Wednesday 15 November 2006 • 10 分で読めます

More vintage reports roll in. Here’s one from Sesti of Montalcino in Tuscany and another, more official one from Oregon.


TUSCANY

Vintage 2006 started after a cold and wet winter, this combined with a lot of snow on the nearby Monte Amiata, provided plenty of water to fill the springs of our area. The fresh and wet spring that followed made all the flowers in the garden bloom three times longer than other years.
The following June and July until mid August was very hot and dry and then suddenly some rain came, perfect timing! But after that the weather turned cooler and dry.

Many producers were worried that the grapes would not mature with cooler temperatures but, on the contrary, we were happy to have a much more gentle ripening process to ensure more complexity to the wine and not just high sugar content.

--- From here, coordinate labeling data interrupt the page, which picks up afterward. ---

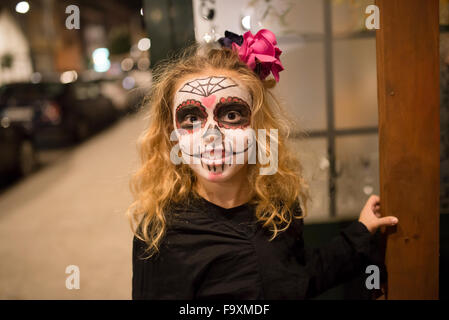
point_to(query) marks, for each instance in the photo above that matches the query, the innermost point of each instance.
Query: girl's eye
(232, 116)
(190, 120)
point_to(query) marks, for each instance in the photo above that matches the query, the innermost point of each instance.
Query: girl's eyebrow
(189, 103)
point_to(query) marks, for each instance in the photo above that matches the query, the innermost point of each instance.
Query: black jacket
(214, 253)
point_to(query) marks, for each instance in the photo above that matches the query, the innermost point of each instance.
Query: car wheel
(82, 130)
(27, 158)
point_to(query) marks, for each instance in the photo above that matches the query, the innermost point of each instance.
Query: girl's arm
(161, 277)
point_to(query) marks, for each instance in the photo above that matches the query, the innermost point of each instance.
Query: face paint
(213, 118)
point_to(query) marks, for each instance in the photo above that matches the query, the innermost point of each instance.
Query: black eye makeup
(190, 112)
(232, 113)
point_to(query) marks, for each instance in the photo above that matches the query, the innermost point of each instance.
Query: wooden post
(409, 147)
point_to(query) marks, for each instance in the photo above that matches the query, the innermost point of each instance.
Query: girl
(209, 221)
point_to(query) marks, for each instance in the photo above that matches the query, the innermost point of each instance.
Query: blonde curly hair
(159, 183)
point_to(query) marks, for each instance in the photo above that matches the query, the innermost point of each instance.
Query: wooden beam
(409, 143)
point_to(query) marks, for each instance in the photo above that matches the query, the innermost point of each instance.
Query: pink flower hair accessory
(260, 53)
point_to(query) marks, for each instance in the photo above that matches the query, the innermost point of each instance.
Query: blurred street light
(69, 76)
(128, 83)
(144, 44)
(22, 7)
(101, 59)
(143, 64)
(127, 64)
(36, 77)
(246, 22)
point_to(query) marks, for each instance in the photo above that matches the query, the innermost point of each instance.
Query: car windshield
(15, 94)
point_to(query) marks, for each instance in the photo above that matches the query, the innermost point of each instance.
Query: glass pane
(355, 83)
(302, 84)
(348, 16)
(357, 163)
(312, 153)
(284, 17)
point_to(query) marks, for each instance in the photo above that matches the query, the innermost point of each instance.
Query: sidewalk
(72, 213)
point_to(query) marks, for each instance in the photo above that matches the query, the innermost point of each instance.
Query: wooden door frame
(407, 50)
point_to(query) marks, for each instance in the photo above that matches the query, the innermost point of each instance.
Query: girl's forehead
(207, 86)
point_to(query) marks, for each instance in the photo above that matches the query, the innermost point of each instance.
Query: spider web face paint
(207, 86)
(214, 151)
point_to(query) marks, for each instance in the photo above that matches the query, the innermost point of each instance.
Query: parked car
(57, 112)
(17, 150)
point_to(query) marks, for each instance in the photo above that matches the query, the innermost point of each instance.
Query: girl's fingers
(388, 221)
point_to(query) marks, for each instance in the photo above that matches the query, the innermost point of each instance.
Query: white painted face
(212, 115)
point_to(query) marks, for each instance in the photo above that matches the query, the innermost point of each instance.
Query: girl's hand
(371, 218)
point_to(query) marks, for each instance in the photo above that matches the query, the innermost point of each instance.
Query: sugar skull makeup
(212, 118)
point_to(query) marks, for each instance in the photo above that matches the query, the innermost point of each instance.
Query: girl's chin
(217, 174)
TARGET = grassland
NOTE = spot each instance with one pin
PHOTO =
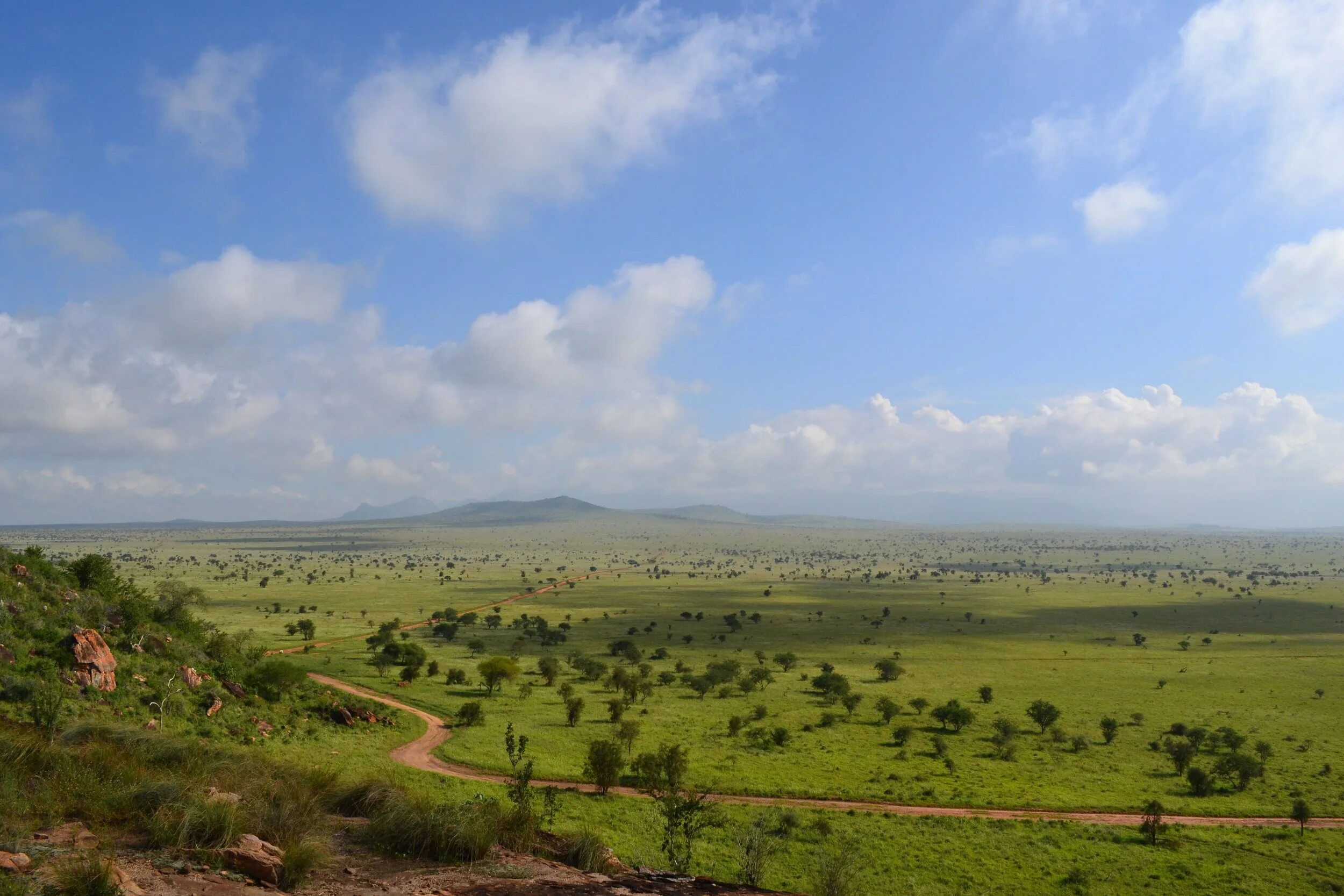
(1043, 614)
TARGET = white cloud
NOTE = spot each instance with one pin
(148, 485)
(63, 235)
(23, 116)
(1303, 285)
(412, 469)
(214, 105)
(214, 300)
(1121, 211)
(1050, 18)
(527, 121)
(1276, 63)
(1006, 249)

During the first part of September the grapes looked very healthy but the chemical analysis revealed that the acidity was too high and the pH too low. To resolve this problem a rain was needed and sure enough the rain came (and went), washed the grapes, reduced the acidity and raised the pH. What followed was one of the most beautiful vintages that a vigneron could dream for. Colours, perfumes and alcohol content are exceptional and we cannot be more pleased.

ALTO ADIGE producers were also very pleased, I heard during a brief but beautiful stint at the Merano Wine Fair there last weekend. The hot July emphasized their beloved Mediterranean aspects while the cool August kept their mountain cool.

OREGON

Here’s the headline: Plentiful yields combined with mature flavours will increase consumer access to quality Oregon wine.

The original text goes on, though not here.